03/23/2023 Snippet, Notes from the 2078 United Nations Antarctic Archeological Survey.

I should just note now that I am attempting to write a viewpoint character who disagrees with me on things, without making him too much of a caricature. Alas for him, this is also a horror story.


January 17

We tested the capacities of the repaired software today, and wow. That doesn’t come across as very scientific or dignified, I know. Still: wow. How’s the software doing, now that it’s taking full advantage of the drones we were given? Well, does anybody want a good surface map of Antarctica? Because we’ll have an accurate one within two weeks.

To be fair, it’s mostly going to be a map of ice and snow. But these survey drones are amazing; with the upgrades, they can detect significant metal deposits through up to two hundred yards (rolling eyes) of ice and snow. I’m told that’s deep enough to find some old meteor strikes, which is obviously making the astrophysicists and geologists sit up and take notice. Hooper and I haven’t promised anything to anybody, but we’ll definitely be keeping an eye out for anything worth a closer look.

It really is cheating, doing preliminary surveys like this. The drones are designed to go anywhere from the void of space to the surface of Venus, so an Antarctic summer isn’t even a challenge for them. I can see why the UN wanted to keep ultimate hold over the drones; all alien tech is valuable, but things like the drones are priceless. They’re also politically dangerous, which is why we’re testing their capabilities down here, instead of somewhere more touchy.

January 24

Communications with the NSF are down again. First time this year! Besides, that gives us the chance to figure out more about the drones without having bureaucrats breathing down our necks. …Not that I would ever give the other side ammunition by admitting that in public. They’re annoying enough as it is.

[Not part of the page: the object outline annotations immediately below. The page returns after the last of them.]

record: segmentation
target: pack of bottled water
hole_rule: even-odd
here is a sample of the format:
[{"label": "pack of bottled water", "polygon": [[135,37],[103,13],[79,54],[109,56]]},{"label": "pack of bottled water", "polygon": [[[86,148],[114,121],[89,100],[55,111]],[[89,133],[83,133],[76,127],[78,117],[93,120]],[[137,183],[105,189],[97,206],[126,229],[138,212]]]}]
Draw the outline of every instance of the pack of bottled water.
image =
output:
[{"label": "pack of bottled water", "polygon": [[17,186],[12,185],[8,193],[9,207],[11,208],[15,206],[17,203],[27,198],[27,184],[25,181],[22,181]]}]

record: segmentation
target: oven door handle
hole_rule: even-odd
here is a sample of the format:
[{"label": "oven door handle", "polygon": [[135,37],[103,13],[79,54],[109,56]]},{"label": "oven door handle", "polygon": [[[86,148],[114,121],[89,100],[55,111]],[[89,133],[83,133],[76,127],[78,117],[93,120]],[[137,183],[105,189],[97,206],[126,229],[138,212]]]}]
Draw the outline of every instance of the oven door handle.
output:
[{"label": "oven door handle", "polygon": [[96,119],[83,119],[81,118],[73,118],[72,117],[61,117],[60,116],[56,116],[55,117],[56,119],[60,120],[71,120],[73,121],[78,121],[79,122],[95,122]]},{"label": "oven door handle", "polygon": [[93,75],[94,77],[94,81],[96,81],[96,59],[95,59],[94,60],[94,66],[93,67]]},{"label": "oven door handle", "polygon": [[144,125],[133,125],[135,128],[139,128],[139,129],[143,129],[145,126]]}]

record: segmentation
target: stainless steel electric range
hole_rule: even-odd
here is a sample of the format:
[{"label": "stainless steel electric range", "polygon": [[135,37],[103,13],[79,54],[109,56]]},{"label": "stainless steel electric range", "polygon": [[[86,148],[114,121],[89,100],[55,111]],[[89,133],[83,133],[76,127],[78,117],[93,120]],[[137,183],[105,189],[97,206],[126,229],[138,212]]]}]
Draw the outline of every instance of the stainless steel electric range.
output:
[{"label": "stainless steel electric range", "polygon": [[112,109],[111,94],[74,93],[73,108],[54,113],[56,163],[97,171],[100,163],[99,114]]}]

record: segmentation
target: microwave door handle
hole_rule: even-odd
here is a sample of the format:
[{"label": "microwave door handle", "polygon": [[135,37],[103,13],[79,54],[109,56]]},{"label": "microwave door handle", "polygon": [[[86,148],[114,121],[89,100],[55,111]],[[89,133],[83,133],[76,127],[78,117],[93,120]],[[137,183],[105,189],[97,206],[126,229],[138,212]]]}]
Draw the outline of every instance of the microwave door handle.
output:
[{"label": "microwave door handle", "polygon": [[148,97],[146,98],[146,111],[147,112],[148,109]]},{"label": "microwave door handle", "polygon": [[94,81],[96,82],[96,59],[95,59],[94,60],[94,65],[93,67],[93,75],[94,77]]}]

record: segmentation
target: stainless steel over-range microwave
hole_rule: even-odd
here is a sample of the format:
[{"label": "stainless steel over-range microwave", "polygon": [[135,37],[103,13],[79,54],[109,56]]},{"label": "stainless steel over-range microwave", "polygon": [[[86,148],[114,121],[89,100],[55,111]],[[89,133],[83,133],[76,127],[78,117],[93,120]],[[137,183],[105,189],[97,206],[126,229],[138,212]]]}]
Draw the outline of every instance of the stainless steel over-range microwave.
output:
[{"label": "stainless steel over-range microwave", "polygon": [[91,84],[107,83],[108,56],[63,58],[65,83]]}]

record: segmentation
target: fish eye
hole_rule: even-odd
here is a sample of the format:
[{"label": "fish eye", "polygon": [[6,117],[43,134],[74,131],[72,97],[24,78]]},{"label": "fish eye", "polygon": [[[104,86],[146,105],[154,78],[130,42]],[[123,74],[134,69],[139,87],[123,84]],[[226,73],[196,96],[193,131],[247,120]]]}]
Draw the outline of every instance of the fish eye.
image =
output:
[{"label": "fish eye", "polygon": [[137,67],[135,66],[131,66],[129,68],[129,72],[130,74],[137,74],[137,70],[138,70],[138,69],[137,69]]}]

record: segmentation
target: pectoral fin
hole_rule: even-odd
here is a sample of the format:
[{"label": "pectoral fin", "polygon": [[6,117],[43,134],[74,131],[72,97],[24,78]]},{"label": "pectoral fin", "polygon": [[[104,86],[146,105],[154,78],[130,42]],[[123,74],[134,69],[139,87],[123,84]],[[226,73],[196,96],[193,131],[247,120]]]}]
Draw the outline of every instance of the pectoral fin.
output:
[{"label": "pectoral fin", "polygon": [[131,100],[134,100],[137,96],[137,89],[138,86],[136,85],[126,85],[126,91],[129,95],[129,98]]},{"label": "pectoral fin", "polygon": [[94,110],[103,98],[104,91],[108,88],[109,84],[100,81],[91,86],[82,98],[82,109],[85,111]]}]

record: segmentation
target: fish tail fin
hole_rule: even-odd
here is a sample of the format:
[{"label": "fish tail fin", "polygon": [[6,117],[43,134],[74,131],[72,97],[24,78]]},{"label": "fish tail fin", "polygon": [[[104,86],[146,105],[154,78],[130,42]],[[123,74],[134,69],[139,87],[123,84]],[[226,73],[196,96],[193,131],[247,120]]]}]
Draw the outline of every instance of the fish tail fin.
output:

3 thoughts on “03/23/2023 Snippet, Notes from the 2078 United Nations Antarctic Archeological Survey.”

  1. So long as his death isn’t because of his viewpoint at variance yours I think you are doing fine.

    1. What’s the worst thing you can do to the character? Denouement? Comeuppance?

      Much worse than death, for some.


    2. Half the point of fiction is examining logical consequences of various viewpoints. If death is one of them logically, so be it.